Investigadores de la Universidad de Waterloo están desarrollando sistemas inspirados en el cerebro humano para mejorar la eficiencia energética y el rendimiento de la tecnología de vehículos autónomos (AV, por sus siglas en inglés). Este enfoque busca aprovechar las fortalezas naturales del cerebro para optimizar la capacidad de respuesta de los vehículos, reducir el consumo de energía y aumentar la seguridad en las carreteras.
El equipo, liderado por el profesor Chris Eliasmith, experto en Ingeniería de Diseño de Sistemas y Filosofía, se centra en resolver uno de los principales desafíos de los vehículos autónomos: navegar, tomar decisiones y reaccionar en tiempo real a entornos cambiantes sin agotar significativamente la batería. Según Eliasmith, el cerebro humano es el sistema autónomo más eficiente que conocemos, operando con solo 20 vatios de energía. En comparación, los sistemas de inteligencia artificial actuales, como los modelos de lenguaje, consumen al menos 1,000 veces más energía, lo que los hace poco prácticos para aplicaciones móviles extensivas.

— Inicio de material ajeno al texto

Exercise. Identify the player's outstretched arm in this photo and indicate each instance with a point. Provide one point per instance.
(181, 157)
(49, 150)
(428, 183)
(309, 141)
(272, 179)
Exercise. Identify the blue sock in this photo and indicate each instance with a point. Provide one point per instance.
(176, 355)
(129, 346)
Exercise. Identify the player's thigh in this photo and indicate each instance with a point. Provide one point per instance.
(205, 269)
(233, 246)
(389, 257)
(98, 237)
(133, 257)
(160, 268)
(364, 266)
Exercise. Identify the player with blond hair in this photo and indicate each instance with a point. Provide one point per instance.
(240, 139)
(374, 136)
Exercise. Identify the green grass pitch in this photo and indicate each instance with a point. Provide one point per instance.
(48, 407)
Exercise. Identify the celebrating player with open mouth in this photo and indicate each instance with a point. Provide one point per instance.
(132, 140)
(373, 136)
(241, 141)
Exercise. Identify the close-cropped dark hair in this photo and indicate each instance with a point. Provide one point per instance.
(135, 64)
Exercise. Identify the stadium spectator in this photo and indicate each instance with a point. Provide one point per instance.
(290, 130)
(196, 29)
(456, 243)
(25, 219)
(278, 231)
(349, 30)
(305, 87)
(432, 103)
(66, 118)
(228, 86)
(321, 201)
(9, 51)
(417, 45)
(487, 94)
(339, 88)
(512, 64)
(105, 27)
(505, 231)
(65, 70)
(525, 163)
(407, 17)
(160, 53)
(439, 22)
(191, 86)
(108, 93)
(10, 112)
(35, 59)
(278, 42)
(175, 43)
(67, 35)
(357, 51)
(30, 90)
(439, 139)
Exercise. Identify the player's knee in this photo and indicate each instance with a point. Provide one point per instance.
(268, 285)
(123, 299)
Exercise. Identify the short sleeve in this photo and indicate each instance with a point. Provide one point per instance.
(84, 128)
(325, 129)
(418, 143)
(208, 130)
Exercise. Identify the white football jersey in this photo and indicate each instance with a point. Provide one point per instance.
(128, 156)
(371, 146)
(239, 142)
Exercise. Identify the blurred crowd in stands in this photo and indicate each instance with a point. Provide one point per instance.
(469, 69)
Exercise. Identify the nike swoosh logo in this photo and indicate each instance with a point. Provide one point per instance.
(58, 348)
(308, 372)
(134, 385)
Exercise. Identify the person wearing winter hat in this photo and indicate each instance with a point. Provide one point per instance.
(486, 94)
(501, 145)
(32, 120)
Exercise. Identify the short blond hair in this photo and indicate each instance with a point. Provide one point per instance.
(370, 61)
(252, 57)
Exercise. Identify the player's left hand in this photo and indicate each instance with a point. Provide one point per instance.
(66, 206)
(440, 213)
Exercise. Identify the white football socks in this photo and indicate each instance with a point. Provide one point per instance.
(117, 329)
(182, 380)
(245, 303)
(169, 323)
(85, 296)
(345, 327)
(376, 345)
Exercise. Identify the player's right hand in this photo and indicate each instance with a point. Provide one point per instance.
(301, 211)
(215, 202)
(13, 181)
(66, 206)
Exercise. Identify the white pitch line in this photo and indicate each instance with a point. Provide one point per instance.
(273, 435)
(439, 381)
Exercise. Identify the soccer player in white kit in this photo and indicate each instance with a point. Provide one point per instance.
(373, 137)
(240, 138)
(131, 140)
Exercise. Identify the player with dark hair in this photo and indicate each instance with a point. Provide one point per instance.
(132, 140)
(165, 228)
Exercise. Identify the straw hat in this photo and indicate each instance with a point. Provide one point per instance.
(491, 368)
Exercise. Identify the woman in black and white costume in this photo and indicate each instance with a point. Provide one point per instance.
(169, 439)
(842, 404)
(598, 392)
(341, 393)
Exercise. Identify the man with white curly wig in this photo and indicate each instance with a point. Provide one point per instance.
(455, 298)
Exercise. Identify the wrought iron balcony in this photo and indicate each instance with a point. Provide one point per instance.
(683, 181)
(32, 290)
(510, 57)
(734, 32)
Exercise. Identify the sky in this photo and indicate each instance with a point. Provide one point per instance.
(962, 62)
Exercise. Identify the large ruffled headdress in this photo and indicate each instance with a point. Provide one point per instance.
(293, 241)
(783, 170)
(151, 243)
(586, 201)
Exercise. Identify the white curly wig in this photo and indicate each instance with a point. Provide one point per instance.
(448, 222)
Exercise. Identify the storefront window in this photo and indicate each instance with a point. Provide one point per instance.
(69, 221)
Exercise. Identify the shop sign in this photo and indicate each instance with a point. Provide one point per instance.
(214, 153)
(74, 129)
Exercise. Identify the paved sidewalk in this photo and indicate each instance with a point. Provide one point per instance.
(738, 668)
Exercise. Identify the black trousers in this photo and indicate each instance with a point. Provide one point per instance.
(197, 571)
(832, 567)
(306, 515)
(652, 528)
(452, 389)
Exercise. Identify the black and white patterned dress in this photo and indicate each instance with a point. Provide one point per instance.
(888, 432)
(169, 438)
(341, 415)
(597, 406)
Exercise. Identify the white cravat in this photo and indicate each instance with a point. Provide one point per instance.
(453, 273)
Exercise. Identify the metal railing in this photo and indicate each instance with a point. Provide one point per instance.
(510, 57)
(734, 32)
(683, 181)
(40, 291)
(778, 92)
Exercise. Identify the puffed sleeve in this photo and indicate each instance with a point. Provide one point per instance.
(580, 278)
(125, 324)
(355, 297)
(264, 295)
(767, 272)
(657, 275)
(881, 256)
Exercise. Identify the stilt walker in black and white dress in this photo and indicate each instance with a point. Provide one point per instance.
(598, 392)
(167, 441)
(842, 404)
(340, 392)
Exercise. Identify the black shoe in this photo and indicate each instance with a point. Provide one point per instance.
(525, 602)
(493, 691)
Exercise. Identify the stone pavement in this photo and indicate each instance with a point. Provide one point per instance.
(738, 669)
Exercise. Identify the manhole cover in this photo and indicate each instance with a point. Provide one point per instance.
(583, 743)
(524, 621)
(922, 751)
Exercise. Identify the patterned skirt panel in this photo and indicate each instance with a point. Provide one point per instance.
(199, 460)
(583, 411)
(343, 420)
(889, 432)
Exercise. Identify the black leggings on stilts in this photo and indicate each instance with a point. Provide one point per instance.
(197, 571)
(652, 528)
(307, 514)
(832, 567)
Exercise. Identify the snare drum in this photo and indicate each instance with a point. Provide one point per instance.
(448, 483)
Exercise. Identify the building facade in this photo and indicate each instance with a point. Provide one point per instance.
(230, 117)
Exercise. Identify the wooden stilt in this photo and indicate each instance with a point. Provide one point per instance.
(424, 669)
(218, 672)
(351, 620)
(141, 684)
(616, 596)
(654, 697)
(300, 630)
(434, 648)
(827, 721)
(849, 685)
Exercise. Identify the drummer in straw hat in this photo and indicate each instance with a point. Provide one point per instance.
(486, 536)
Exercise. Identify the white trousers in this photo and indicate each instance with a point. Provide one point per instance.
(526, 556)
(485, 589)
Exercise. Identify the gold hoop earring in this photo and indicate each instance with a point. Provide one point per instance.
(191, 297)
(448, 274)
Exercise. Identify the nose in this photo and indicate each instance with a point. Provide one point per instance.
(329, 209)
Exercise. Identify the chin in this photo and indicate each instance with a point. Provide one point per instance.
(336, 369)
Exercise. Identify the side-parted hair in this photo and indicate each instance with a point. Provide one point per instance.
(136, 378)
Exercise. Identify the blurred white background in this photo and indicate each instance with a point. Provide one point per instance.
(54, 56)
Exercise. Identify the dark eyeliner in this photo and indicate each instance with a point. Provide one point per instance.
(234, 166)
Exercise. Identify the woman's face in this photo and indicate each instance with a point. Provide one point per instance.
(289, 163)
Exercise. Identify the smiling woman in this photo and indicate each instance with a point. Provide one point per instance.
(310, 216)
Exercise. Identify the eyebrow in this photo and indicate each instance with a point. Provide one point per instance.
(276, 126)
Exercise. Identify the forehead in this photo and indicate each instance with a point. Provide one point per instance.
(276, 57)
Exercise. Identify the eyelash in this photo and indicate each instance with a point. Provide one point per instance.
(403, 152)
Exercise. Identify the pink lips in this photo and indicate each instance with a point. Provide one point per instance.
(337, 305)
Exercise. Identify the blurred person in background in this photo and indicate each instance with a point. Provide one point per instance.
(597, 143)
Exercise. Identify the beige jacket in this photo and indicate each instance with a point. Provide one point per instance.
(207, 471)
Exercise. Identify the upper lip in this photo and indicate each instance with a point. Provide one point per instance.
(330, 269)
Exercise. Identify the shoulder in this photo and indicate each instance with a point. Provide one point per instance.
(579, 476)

En colaboración con Mercedes Benz, el Grupo de Investigación en Neurociencia Computacional de Waterloo está utilizando computación neuromórfica, un diseño que imita el funcionamiento del cerebro humano, para desarrollar tecnologías de vehículos autónomos más eficientes y seguras. Este enfoque incluye mejorar la capacidad de los vehículos para interpretar señales humanas, como el lenguaje corporal o el contacto visual, y predecir comportamientos, como si un peatón cruzará la calle. Estas mejoras en percepción, predicción y control buscan aumentar la seguridad vial.

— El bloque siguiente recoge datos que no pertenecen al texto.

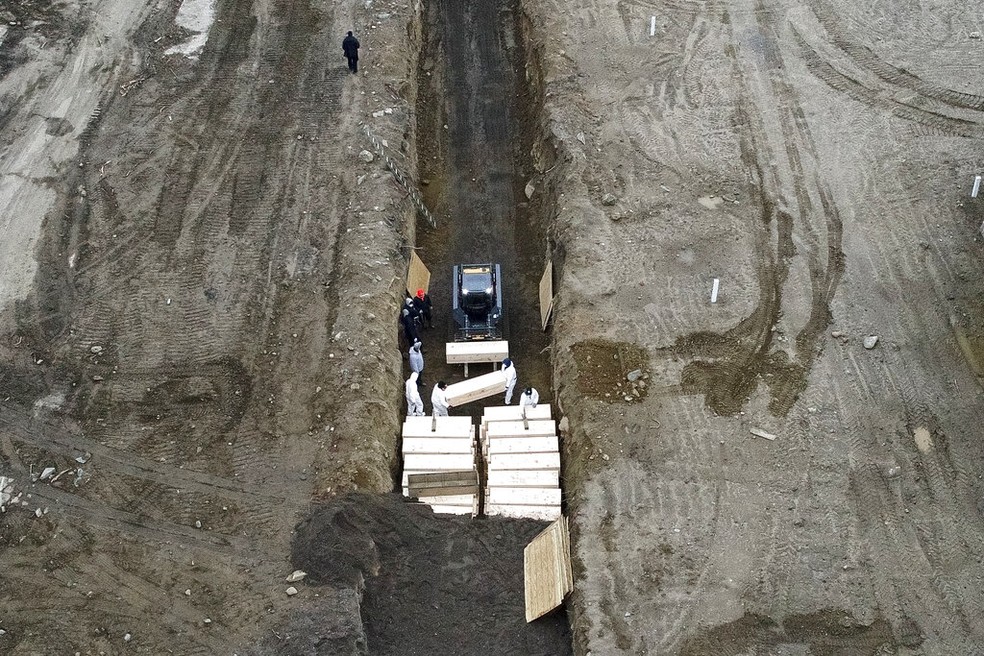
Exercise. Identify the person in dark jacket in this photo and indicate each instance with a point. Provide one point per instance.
(409, 327)
(350, 45)
(423, 305)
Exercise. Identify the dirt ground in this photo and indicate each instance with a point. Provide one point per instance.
(200, 278)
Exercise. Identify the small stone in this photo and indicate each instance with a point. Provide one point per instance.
(296, 575)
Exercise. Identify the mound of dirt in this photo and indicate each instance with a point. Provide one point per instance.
(432, 584)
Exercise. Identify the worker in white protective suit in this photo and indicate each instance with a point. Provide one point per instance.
(510, 371)
(415, 404)
(529, 398)
(439, 399)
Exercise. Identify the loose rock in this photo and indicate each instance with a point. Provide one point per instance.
(296, 575)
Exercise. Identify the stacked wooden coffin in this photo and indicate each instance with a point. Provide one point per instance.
(523, 462)
(439, 463)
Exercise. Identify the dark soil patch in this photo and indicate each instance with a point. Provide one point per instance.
(603, 368)
(827, 633)
(433, 584)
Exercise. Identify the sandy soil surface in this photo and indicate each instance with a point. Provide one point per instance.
(201, 275)
(817, 158)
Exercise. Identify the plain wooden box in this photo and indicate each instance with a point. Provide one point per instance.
(471, 352)
(476, 388)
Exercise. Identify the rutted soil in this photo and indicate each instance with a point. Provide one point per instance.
(197, 315)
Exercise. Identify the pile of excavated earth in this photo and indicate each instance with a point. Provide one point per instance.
(765, 353)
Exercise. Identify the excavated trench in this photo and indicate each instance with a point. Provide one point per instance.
(435, 583)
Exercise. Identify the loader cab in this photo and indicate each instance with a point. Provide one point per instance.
(477, 285)
(477, 302)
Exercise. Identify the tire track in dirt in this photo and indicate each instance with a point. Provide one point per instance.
(881, 99)
(867, 60)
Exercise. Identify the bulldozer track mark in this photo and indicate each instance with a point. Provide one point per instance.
(867, 60)
(54, 439)
(104, 516)
(876, 99)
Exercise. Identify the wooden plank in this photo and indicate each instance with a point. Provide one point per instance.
(523, 496)
(438, 445)
(454, 476)
(546, 294)
(514, 413)
(467, 500)
(453, 510)
(427, 493)
(528, 478)
(428, 462)
(543, 444)
(544, 513)
(472, 352)
(446, 427)
(418, 277)
(524, 461)
(547, 569)
(476, 388)
(537, 428)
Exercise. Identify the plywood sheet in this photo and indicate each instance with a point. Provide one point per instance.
(537, 428)
(418, 277)
(476, 388)
(525, 461)
(513, 413)
(543, 513)
(424, 462)
(528, 478)
(547, 569)
(523, 496)
(547, 444)
(438, 445)
(472, 352)
(546, 294)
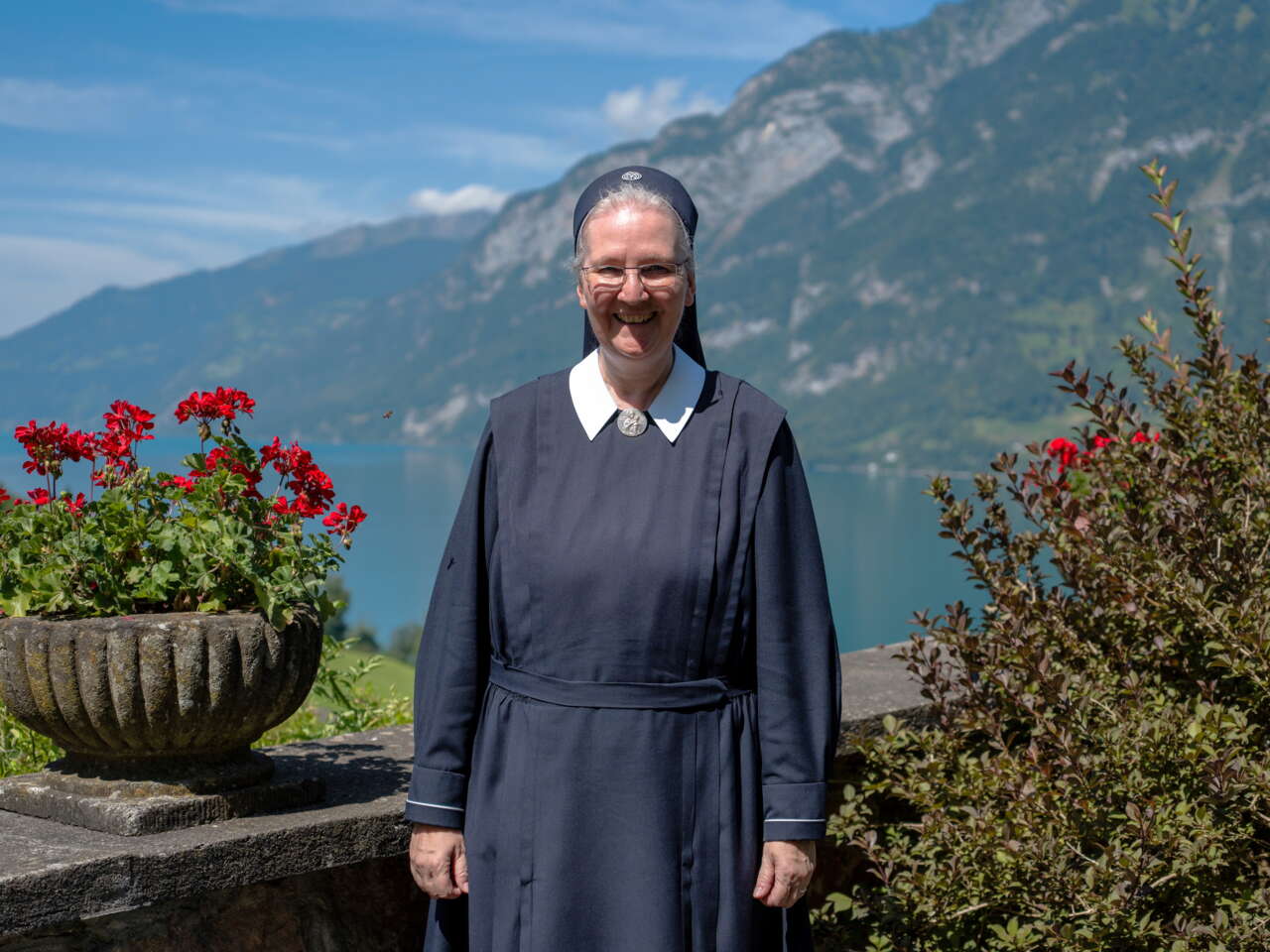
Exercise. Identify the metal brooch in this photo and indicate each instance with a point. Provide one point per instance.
(631, 421)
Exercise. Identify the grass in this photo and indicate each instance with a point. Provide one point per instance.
(390, 674)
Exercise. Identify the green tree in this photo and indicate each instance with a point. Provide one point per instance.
(404, 643)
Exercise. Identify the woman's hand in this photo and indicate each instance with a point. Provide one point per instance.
(439, 861)
(785, 871)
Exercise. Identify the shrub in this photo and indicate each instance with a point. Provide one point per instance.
(1095, 774)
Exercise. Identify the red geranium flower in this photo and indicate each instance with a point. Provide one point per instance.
(128, 419)
(344, 520)
(286, 460)
(1065, 451)
(182, 483)
(221, 458)
(221, 404)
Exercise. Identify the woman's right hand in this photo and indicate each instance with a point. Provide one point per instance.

Los avances del equipo ya han demostrado una reducción de entre 10 y 100 veces en el consumo de energía para tareas de control y percepción, sin pérdida de precisión y, en muchos casos, con mejoras en el rendimiento. Estas innovaciones no solo prometen hacer que los sistemas de conducción autónoma sean más robustos y seguros, sino también más sostenibles al reducir significativamente el consumo energético.

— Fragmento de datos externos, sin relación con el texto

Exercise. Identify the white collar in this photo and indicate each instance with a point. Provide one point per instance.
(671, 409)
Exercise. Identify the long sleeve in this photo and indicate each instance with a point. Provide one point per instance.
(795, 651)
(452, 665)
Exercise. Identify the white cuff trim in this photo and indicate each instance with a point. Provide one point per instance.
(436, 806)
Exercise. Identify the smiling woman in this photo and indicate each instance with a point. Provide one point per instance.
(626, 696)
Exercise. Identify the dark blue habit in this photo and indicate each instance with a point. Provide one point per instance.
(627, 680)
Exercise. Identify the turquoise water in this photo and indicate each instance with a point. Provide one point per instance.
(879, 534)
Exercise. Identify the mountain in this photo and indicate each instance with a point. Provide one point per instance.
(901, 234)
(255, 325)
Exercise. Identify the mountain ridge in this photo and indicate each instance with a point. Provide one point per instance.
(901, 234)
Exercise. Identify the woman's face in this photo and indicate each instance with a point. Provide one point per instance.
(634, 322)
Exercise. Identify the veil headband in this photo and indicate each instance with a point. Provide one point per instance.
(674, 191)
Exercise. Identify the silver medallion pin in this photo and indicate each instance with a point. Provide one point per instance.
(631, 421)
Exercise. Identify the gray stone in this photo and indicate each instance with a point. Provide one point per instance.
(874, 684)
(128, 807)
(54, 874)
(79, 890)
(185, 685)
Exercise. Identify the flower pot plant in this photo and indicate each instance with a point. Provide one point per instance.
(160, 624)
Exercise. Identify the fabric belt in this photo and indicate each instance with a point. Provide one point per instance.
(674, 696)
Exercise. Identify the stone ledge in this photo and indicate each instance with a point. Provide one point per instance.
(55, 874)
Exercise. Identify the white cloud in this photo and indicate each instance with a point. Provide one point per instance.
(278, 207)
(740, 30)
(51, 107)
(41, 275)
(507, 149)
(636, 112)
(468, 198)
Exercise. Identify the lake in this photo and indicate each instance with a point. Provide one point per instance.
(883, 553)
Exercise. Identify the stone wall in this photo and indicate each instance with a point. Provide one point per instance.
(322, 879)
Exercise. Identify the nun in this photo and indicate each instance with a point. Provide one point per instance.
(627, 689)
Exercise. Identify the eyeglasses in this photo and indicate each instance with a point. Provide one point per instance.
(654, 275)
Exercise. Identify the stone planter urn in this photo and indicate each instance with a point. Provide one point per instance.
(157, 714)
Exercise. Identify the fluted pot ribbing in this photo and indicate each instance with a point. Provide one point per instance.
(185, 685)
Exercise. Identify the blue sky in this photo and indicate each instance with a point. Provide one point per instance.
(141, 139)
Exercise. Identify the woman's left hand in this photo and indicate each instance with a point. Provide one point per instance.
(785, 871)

Además de su aplicación en vehículos autónomos, la investigación de Eliasmith en computación neuromórfica tiene implicaciones en otros campos, como dispositivos domésticos y wearables. Su empresa derivada, Applied Brain Research, está desarrollando el primer chip de inteligencia artificial capaz de reconocer vocabulario completo en tareas de reconocimiento de voz con un consumo de energía extremadamente bajo. Este tipo de tecnología podría permitir que dispositivos cotidianos, como electrodomésticos o cascos de realidad virtual, respondan a comandos de voz naturales con una fracción de la energía que requieren los sistemas actuales.
La investigación interdisciplinaria de Waterloo refleja un compromiso con la creación de tecnologías que no solo sean innovadoras, sino también sostenibles y aplicables a una amplia gama de desafíos tecnológicos y sociales.